Las regiones longevas de España
De los valles húmedos del noroeste a los pueblos blancos del sur, hay un mapa secreto de la longevidad española.
Galicia: longevidad bajo la lluvia
Provincias como Ourense y Lugo concentran una proporción de centenarios muy por encima de la media europea. La vida en aldeas pequeñas, el huerto detrás de casa, las caminatas obligadas por la orografía y una alimentación basada en caldos, pescado y verduras de temporada forman el sustrato de esa longevidad discreta. Aquí la jubilación rara vez significa dejar de trabajar — significa seguir haciendo lo mismo, pero más despacio.
La franja mediterránea: Valencia, Cataluña, Baleares
Es la España de la dieta mediterránea por excelencia: aceite de oliva virgen extra, hortalizas, pescado azul, frutos secos, vino con la comida. Pueblos del interior valenciano y de Mallorca presentan cifras notables de longevidad, en buena medida porque mantienen un estilo de vida poco urbano y muy social.

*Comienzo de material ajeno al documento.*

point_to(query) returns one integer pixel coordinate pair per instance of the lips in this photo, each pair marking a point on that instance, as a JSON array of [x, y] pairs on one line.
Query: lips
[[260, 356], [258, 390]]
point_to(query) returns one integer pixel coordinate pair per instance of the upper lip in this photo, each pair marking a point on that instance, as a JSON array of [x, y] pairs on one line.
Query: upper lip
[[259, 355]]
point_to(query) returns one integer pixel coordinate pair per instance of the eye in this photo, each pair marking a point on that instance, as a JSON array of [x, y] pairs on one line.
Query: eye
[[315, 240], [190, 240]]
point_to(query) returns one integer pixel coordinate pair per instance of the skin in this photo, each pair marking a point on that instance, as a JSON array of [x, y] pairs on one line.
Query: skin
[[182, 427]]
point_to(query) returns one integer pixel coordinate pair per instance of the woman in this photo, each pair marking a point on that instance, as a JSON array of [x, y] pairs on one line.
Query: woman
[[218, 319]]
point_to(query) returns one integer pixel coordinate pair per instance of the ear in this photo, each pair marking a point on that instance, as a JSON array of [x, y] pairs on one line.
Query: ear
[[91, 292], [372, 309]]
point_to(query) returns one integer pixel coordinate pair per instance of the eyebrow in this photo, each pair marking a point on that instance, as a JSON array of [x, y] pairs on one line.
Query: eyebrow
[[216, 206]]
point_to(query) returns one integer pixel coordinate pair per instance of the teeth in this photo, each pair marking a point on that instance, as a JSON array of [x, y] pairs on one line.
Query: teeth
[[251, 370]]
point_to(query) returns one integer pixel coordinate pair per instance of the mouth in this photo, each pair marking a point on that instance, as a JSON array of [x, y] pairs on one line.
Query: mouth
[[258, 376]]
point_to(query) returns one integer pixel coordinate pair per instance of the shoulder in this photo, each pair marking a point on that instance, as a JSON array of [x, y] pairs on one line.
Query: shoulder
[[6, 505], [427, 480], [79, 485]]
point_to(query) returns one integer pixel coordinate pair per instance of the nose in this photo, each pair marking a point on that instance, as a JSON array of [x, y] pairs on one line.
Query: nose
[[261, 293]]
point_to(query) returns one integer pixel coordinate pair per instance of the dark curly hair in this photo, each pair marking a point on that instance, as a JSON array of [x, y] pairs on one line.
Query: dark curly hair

Andalucía rural y la sierra
En la Sierra de Cádiz, en la Alpujarra granadina o en pueblos de Jaén — capital mundial del aceite de oliva — se conserva un patrón de vida lento, comunitario y al aire libre. La plaza sigue siendo el centro del mundo y la cena rara vez se hace en soledad.
Castilla-La Mancha y el interior
Comarcas de Albacete, Cuenca y Soria muestran indicadores de longevidad superiores a la media. La explicación: aire limpio, alimentación tradicional, hábitos sociales muy arraigados y una densidad de población baja que reduce el estrés ambiental.
Una observación importante
No se trata sólo de qué se come o cuánto se camina. Lo que comparten estas regiones es un ecosistema entero — geográfico, social, emocional — que empuja con suavidad hacia decisiones saludables. La longevidad no es un esfuerzo individual: es el efecto secundario de un entorno bien diseñado.